Networked content such as Google AMP Stories bring the power of social back into the hands of publishers
The most successful businesses on social are those that integrate both native and networked content to provide a consistent cross-platform presence which feeds into their wider marketing objectives and overall business goals. Sterling Proffer, head of business strategy and development at Vice, says: “Going all in, solely on the platform to support your entire ecosystem in every way, is a big gamble.”
For those publishers who are also seeking continued traffic on their own sites and owned properties, networked content is evolving to accommodate the same level of engagement which native content offers to readers – for instance, Google’s AMP Stories have taken the much-loved format of Snapchat and Instagram Stories and given it a home on publishers’ mobile websites, so news outlets can get the best of both worlds. Names such as Food Network, Entertainment Weekly and People Magazine are also pinching the style of Snapchat’s Discover Stories for their own apps as a way to control distribution, whilst also retaining readers who respond to social-first content formats such as this.
Those willing to embracing emerging technologies need not be worried
Of course, the key to staying afloat in changing tides is simply riding the wave. This means embracing new technological developments and being fearless in your approach to trying new mediums. One publisher that has embraced new tech with open arms is the New York Times, who recently launched campaign which saw them pioneer augmented reality as a means of storytelling. The publication saw huge success using AR to report on the Winter Olympics, as presenting the athletes in 3D meant that readers could tangibly see the level of sophistication in athletes’ movements as they read about it, which the NYTimes described as “aiding their imagination and bringing a new level of accuracy to reporting.”
“If photography freed journalists to visually capture important moments, and video allowed us to record sight, sound and motion, then our augmented reality feature goes a step further, making flat images three-dimensional,” the NYTimes said in a statement. “AR brings our report to you in a way that makes it more immediate than ever before.”

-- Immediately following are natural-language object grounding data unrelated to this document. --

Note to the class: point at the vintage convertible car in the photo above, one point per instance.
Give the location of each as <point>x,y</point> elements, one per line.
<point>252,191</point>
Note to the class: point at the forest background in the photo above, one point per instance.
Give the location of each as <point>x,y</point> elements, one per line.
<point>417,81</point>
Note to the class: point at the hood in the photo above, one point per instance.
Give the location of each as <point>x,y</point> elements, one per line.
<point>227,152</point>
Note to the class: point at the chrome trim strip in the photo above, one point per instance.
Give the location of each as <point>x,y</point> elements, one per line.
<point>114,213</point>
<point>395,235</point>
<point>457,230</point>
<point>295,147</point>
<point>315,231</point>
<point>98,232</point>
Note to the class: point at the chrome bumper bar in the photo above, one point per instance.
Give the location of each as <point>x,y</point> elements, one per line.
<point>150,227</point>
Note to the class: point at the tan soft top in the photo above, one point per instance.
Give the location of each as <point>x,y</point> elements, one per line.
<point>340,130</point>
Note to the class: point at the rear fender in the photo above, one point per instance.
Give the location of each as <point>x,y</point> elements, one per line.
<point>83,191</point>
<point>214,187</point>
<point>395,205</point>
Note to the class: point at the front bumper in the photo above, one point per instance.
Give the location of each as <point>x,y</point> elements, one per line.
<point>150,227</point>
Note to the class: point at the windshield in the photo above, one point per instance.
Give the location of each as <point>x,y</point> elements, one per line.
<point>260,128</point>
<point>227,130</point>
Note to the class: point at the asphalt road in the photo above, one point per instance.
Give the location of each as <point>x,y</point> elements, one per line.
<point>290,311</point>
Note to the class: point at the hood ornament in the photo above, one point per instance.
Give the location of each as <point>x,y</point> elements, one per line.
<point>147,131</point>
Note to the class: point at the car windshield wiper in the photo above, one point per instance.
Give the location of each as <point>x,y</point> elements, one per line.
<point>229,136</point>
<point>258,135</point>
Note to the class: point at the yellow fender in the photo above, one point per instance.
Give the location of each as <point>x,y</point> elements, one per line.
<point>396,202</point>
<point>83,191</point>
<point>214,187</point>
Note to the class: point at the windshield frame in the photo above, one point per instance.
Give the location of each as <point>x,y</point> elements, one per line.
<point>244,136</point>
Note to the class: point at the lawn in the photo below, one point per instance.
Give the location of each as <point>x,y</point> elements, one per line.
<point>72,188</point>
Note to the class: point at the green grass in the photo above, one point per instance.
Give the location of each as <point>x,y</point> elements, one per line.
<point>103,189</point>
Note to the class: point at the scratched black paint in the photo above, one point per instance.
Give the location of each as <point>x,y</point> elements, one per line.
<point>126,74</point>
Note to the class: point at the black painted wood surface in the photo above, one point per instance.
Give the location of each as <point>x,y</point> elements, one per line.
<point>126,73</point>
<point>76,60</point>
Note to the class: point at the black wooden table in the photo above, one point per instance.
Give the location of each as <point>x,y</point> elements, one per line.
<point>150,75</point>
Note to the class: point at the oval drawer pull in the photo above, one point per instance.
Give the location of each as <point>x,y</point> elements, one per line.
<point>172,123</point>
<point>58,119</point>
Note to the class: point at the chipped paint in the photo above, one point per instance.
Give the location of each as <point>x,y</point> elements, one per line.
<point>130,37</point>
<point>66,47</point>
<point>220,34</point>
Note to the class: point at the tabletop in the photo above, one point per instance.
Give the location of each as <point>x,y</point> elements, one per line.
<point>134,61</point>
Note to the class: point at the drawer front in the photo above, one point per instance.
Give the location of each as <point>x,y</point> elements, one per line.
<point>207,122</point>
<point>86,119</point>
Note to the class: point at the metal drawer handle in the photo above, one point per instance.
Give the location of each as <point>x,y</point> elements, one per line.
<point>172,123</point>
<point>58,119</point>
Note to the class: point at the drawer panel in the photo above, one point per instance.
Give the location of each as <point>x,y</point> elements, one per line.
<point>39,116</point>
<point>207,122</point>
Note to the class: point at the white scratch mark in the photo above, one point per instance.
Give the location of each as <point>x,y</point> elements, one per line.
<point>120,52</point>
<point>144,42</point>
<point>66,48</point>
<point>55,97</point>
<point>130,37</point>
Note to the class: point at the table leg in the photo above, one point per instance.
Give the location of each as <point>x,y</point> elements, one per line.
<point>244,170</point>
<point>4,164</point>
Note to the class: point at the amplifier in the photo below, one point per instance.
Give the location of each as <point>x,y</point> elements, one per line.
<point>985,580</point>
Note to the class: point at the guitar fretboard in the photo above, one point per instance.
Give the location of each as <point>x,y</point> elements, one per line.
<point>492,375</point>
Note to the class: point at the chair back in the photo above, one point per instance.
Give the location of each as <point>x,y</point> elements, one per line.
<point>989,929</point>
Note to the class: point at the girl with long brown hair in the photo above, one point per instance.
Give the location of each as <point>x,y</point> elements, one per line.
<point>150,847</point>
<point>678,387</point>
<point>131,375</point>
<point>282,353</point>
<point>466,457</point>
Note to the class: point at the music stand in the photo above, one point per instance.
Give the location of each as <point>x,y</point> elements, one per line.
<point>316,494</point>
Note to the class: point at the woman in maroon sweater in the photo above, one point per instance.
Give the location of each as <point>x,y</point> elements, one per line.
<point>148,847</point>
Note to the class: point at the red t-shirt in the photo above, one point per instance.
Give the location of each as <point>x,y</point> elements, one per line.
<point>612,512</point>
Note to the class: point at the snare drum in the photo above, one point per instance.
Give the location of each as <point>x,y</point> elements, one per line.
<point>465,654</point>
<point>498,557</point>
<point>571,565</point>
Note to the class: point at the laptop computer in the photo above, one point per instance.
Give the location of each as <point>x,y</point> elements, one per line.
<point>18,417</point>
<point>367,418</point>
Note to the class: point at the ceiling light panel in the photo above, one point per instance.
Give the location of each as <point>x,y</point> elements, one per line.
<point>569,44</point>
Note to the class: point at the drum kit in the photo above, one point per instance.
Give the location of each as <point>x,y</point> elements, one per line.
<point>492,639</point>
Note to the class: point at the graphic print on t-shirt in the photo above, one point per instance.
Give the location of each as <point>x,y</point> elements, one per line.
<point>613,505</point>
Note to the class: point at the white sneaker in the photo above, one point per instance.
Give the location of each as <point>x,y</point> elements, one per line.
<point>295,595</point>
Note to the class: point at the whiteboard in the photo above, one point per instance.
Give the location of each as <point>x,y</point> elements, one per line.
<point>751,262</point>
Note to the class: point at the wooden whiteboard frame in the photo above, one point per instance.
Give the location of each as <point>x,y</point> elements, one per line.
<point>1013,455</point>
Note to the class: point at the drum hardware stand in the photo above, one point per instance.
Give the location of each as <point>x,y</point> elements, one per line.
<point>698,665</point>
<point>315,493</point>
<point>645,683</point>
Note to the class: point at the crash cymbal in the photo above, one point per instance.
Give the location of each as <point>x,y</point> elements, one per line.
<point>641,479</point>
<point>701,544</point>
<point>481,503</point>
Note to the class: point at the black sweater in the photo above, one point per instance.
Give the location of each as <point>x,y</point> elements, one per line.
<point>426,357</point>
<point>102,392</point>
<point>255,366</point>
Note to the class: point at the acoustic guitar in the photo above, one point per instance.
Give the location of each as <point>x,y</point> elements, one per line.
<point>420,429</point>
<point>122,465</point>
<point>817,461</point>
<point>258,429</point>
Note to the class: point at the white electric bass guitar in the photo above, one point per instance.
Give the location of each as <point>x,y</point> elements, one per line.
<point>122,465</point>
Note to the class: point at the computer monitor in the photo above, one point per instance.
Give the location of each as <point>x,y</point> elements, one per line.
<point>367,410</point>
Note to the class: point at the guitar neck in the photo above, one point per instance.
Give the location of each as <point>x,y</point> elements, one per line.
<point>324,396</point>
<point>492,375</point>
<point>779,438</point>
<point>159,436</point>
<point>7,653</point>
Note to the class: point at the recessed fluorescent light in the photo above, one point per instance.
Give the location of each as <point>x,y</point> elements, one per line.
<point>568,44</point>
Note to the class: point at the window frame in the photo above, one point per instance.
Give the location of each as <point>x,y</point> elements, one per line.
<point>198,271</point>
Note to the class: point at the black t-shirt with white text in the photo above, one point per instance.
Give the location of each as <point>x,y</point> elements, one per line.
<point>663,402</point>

Artificial intelligence is also coming into play for digital storytelling through social media; Ad Age for example now have a dedicated chatbot in Messenger which delivers curated content to its readers, similar to how an RSS feed works but with the added benefit of machine learning-level personalisation. We are also using WhatsApp to deliver the social-first stories that mean the most to you directly to your pocket. Just add Social Chain as a contact under +44 7432 274928 and text ‘Join’.
Journalism will die today, and the next day, and the next
Five years ago we read reports on how news and journalism was a dying industry; we still hear that today and we’ll hear it five years from now. The truth is journalism will die today, and the next day, and the next day – as long as we continue to label a change of states as a death. Yes, some formats will fade away; others will resurface and come back into fashion. But this isn’t a death, it’s a reincarnation.
The bottom line is that no matter which platform is ‘dying’ and which is ‘winning’, they each have benefits and fallbacks among different age groups and demographics. The only thing that matters is the audience, so even if the entire industry is mocking Snapchat, if that’s where your ideal audience is spending all of their time then you have no choice but to put your content out via Snapchat.
The best tool you have is your analytics: check them often and use them to understand who is listening and where so that you can adjust your strategy as you go along. Who do you want to reach? Where are they spending their time and attention? How do they prefer to engage with content? Once you know these, you need not worry about anything else.